Ces médicaments seront-ils toujours vendus ?

Fin avril, le laboratoire Janssen-Cilag a annoncé qu'il arrêterait de commercialiser, à partir du 30 novembre, le Reminyl, l'un des quatre médicaments. "Cette décision n'est pas liée à la décision de déremboursement de ces traitements" a assuré le laboratoire. Pour le moment, les trois autres médicaments, ainsi que les génériques, sont toujours produits et disponibles à la vente.

Où en est la recherche ?

Ces dernières années, plusieurs laboratoires ont connu des revers. Le laboratoire pharmaceutique britannique AstraZeneca a annoncé, en juin, l'échec d'un traitement contre Alzheimer qu'il développait avec l'américain Eli Lilly. Auparavant, Eli Lilly, la biotech suisse Axovant, l'américain Merck, ou encore le suisse Roche s'étaient déjà cassé les dents.

Ces multiples échecs poussent médecins et patients à la prudence.

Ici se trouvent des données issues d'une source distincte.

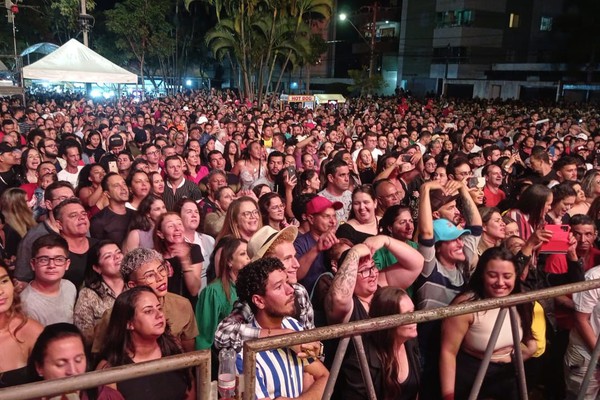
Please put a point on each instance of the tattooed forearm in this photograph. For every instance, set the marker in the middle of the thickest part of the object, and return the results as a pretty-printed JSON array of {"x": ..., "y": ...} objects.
[{"x": 345, "y": 278}]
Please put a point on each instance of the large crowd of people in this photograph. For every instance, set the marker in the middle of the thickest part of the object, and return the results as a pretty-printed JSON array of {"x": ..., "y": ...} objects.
[{"x": 136, "y": 229}]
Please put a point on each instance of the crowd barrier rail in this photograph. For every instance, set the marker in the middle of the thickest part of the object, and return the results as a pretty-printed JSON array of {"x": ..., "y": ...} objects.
[
  {"x": 352, "y": 329},
  {"x": 201, "y": 359}
]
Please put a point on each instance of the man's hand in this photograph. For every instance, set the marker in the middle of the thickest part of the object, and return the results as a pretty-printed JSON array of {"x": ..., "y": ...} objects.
[
  {"x": 375, "y": 243},
  {"x": 327, "y": 240}
]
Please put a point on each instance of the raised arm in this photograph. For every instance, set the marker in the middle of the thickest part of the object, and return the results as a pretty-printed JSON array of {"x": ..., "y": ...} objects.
[
  {"x": 454, "y": 330},
  {"x": 425, "y": 220},
  {"x": 407, "y": 268},
  {"x": 338, "y": 302}
]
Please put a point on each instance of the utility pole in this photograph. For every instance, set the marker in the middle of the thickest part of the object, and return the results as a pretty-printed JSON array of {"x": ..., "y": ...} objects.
[{"x": 372, "y": 46}]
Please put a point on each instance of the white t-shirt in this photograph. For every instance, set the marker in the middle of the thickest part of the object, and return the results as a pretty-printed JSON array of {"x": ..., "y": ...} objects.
[
  {"x": 63, "y": 175},
  {"x": 49, "y": 310}
]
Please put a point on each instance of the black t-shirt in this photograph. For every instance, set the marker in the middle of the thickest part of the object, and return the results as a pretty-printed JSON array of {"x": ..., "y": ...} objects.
[
  {"x": 79, "y": 264},
  {"x": 109, "y": 225},
  {"x": 177, "y": 282}
]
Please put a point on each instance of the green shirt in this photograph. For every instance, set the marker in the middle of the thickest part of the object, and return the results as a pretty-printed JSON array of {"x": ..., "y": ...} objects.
[
  {"x": 212, "y": 308},
  {"x": 384, "y": 258}
]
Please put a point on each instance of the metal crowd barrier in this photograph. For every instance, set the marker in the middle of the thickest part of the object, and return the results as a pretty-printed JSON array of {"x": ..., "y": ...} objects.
[
  {"x": 200, "y": 359},
  {"x": 352, "y": 329}
]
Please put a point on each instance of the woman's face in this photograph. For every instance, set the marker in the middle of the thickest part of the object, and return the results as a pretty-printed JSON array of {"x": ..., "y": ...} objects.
[
  {"x": 255, "y": 151},
  {"x": 124, "y": 162},
  {"x": 368, "y": 274},
  {"x": 158, "y": 184},
  {"x": 563, "y": 206},
  {"x": 430, "y": 166},
  {"x": 7, "y": 291},
  {"x": 547, "y": 205},
  {"x": 190, "y": 216},
  {"x": 210, "y": 146},
  {"x": 63, "y": 357},
  {"x": 172, "y": 229},
  {"x": 194, "y": 145},
  {"x": 499, "y": 278},
  {"x": 33, "y": 159},
  {"x": 97, "y": 174},
  {"x": 406, "y": 331},
  {"x": 95, "y": 141},
  {"x": 109, "y": 261},
  {"x": 276, "y": 209},
  {"x": 404, "y": 226},
  {"x": 149, "y": 319},
  {"x": 140, "y": 185},
  {"x": 495, "y": 227},
  {"x": 440, "y": 176},
  {"x": 193, "y": 159},
  {"x": 240, "y": 258},
  {"x": 364, "y": 207},
  {"x": 365, "y": 157},
  {"x": 314, "y": 183},
  {"x": 511, "y": 229},
  {"x": 247, "y": 219},
  {"x": 156, "y": 210}
]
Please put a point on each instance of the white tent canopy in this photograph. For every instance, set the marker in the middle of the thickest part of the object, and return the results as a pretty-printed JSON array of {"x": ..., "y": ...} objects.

Mais un récent essai mené sur 854 personnes atteintes de la maladie d'Alzheimer par un laboratoire japonais a montré l'efficacité d'un médicament permettant "une diminution du déclin cognitif", selon le professeur Bruno Dubois, chef du service des maladies cognitives à la Pitié Salpêtrière, interrogé par France Inter. "C'est un signe positif, mais nous restons prudents car ils en sont à la phase 2 mais la plus critique est la 3e", estime toutefois Benoît Durand de l'association France Alzheimer.

Dans le domaine des thérapies alternatives, un "village Alzheimer" doit ouvrir ses portes, à Dax, dans les Landes. Dans ce "village" en pleine ville, cohabiteront des chercheurs, des patients, des soignants et des associations. Il est prévu d'y accueillir 120 malades et d'expérimenter de nouvelles approches thérapeutiques, dans un environnement conçu pour aider les patients à sortir de l'isolement psychique où peut les plonger la maladie.

Que prévoit le ministère de la Santé ?

Agnès Buzyn affirme que cette mesure "purement médicale" n'est pas motivée par des raisons budgétaires. Sur Europe 1, fin juin, la ministre de la Santé s'était engagée à ce que "tout l'argent" économisé, soit environ 90 millions d'euros par an, soit "intégralement réorienté vers l'accompagnement des personnes atteintes de maladie d'Alzheimer, soit pour les centres mémoire soit pour le secteur médico-social qui les prend en charge". "Il n'y aura aucune économie faite sur les malades, mais ce qui compte, c'est que les malades soient bien accompagnés", a-t-elle insisté.

L'annonce est reçue avec prudence. "Comment la ministre va s'y prendre pour réutiliser ces 90 millions d'euros d'économies, qui s'en occupera et quand est-ce que cela sera mis en place ?", s'interroge Benoît Durand. La somme "nous paraît totalement insuffisante", ajoute ce dernier.